A abertura do Encontro Regional Sudeste Sinasefe/Ifes, nesta quinta-feira (02), no campus Serra (ES), trouxe para a discussão o chamado Acordo Coletivo Especial (ACE), que flexibiliza as negociações entre patrões e trabalhadores sobrepondo, os acordos firmados nas mesas de negociação a definições da legislação trabalhista. O alerta do risco de perda de direitos dos trabalhadores foi feito pelo representante da Central Sindical Popular Conlutas, Paulo Barela, que participou da mesa de abertura do evento.

Mesa de abertura: José Antônio da Rocha, Paulo Barela, Samanta Lopes, Shilton Roque

Segundo Barela, o ACE é preocupante porque dará segurança jurídica a acordos que ferem a lei, violando direitos conquistados pela classe. “Essa é a hora de intensificar a luta contra o ACE, pois se ele não virou lei ainda foi justamente pela resistência que a classe trabalhadora tem feito”, afirma.

O ACE – Acordo Coletivo de Trabalho com Propósito Específico – é um anteprojeto de lei elaborado pelo Sindicato dos Metalúrgicos do ABC (SMABC) e encampado por outras entidades, que prevê alterações na Consolidação das Leis Trabalhistas (CLT), possibilitando a flexibilização da legislação. O anteprojeto foi enviado à Câmara dos Deputados, à Casa Civil e ao Ministério do Trabalho, mas não virou lei.
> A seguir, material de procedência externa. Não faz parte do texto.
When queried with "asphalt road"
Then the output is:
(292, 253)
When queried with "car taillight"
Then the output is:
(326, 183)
Em síntese, o ACE foi gestado em um cenário de crise econômica, potencializada em 2007, no qual os patrões tinham um ambiente favorável para impor medidas que achatassem os direitos dos trabalhadores. Ele foi inspirado nos acordos das Câmaras Setoriais, nos anos 90, considerados como positivos para os trabalhadores por entidades como o SMABC.

Os números fornecidos pela Conlutas apontam os resultados dos acordos firmados nas Câmaras para as montadoras do ABC, 20 anos depois. Em 1992, eram 105.664 trabalhadores empregados nas montadoras. Em 2012 o número cai para 81.737. Entretanto, no mesmo período, a produção aumenta passando de 1,01 milhão de unidades para 1,7 milhões. A razão de produção passa de 9,6 veículos/trabalhador/ano, em 1992, para 20,8 veículos/trabalhador/ano, em 2012. “Os números são claros e indicam que quem saiu ganhando com esses acordos não foram os trabalhadores”, destaca Barela.

Barela defende que seja firmado um acordo coletivo nacional para que os direitos dos trabalhadores sejam preservados em tempo de crise econômica. Segundo o dirigente, nesses momentos se abrem precedentes para que entidades que não têm compromisso com a classe trabalhadora possam negociar localmente os direitos conquistados por todos, mediante a pressões da classe patronal.